Another favorite. RIP Andy.


----------



## ekim68

R.I.P. Andy.....I grew up watching him...


----------



## Drabdr

Andy was a good one. I will miss him.


----------



## 1956brother

no not pa


thank you for being PLO


----------



## dotty999

one of the "Goons" Eric Sykes passed away today aged 89, very funny man, will be truly missed!


----------



## eggplant43

> The stocky, gap-toothed Connecticut native won an Academy Award for his portrayal of a lonely Bronx butcher looking for love in the 1955 drama 'Marty.' He also starred in the popular TV show 'McHale's Navy.'


http://www.latimes.com/news/obituaries/la-me-ernest-borgnine-20120709,0,4672694.story


----------



## poochee

eggplant43 said:


> http://www.latimes.com/news/obituaries/la-me-ernest-borgnine-20120709,0,4672694.story


RIP Ernest.


----------



## ekim68

Another one of my favorites.... Goodbye Ernest, you were sure entertaining.....


----------



## eggplant43

> Celeste Holm, a versatile, bright-eyed blonde who soared to Broadway fame in Oklahoma! and won an Oscar in Gentleman's Agreement, but whose last years were filled with financial difficulty and estrangement from her sons, died today, a relative said. She was 95. Holm had been hospitalized two weeks ago with dehydration after a fire in Robert De Niro's apartment in the same Manhattan building. She had asked her husband, Frank Basile, on Friday to bring her home, and spent her final days with relatives and close friends by her side, said her great-niece.

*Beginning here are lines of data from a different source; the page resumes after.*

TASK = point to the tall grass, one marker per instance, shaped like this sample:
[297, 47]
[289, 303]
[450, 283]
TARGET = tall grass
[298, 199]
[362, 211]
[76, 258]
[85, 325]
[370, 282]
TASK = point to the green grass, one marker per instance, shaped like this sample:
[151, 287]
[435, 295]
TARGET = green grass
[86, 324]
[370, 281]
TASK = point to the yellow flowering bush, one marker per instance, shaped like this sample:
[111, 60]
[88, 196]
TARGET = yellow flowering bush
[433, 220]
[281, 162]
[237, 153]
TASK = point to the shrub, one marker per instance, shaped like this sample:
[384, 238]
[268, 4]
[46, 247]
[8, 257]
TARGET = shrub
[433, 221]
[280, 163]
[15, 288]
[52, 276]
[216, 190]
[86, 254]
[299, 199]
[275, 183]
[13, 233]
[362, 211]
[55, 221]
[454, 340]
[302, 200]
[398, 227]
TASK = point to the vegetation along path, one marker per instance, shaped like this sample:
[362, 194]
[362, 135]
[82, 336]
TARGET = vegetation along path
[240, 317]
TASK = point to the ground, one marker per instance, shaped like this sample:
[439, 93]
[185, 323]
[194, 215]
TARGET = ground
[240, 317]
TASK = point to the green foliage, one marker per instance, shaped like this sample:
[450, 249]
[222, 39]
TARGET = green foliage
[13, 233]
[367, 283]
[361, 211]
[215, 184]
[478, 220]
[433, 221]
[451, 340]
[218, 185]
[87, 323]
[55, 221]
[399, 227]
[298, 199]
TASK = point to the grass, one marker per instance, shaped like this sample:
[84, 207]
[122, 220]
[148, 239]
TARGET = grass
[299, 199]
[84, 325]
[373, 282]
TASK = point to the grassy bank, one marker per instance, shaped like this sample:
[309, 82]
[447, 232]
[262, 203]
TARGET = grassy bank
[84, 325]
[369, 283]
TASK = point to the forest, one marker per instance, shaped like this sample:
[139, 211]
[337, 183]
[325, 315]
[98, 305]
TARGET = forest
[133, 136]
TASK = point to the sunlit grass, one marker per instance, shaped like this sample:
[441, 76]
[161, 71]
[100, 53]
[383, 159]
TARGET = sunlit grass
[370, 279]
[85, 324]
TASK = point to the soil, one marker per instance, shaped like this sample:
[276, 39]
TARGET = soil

http://www.newser.com/story/150149/gentlemans-agreement-star-holm-dead-at-95.html


----------



## poochee

eggplant43 said:


> http://www.newser.com/story/150149/gentlemans-agreement-star-holm-dead-at-95.html


RIP Celeste.


----------



## eggplant43

> Kitty Wells, the country singer known as the first female superstar of her genre, has died. She was 92.


http://www.people.com/people/article/0,,20612389,00.html


----------



## ekim68

Wow I didn't know Kitty was still alive until now. My Dad had a bunch of '78' records of her....R.I.P. Kitty....


----------



## eggplant43

> Stephen Covey, author of the best-selling book "The Seven Habits of Highly Effective People" passed away Monday at age 79. Covey has been praised for his nuanced perspective, providing readers and fans with insight at times when there seems to be no light at the end of the tunnel. That guiding light will live on in the pages of his books.


http://www.huffingtonpost.com/2012/07/16/stephen-covey-inspirational-quotes_n_1677534.html


----------



## poochee

eggplant43 said:


> http://www.huffingtonpost.com/2012/07/16/stephen-covey-inspirational-quotes_n_1677534.html


I read that book. RIP


----------



## [email protected]

Its my daddies birthday... been gone almost 3 years. my lifes so different since the day he died. i miss him so much. Happy birthday daddio.


----------



## pyritechips

I know the feeling, Ashes. But remember that daddies don't really ever go away. You can't see him but you can feel him.


----------



## ekim68

Thanks for sharing Ashes...I recently lost my Brother and I'm not dealing with it well, but thank goodness for distractions....


----------



## eggplant43

> Sally Ride, the first American woman to fly in space, died Monday after a 17-month battle with pancreatic cancer, her company said. She was 61.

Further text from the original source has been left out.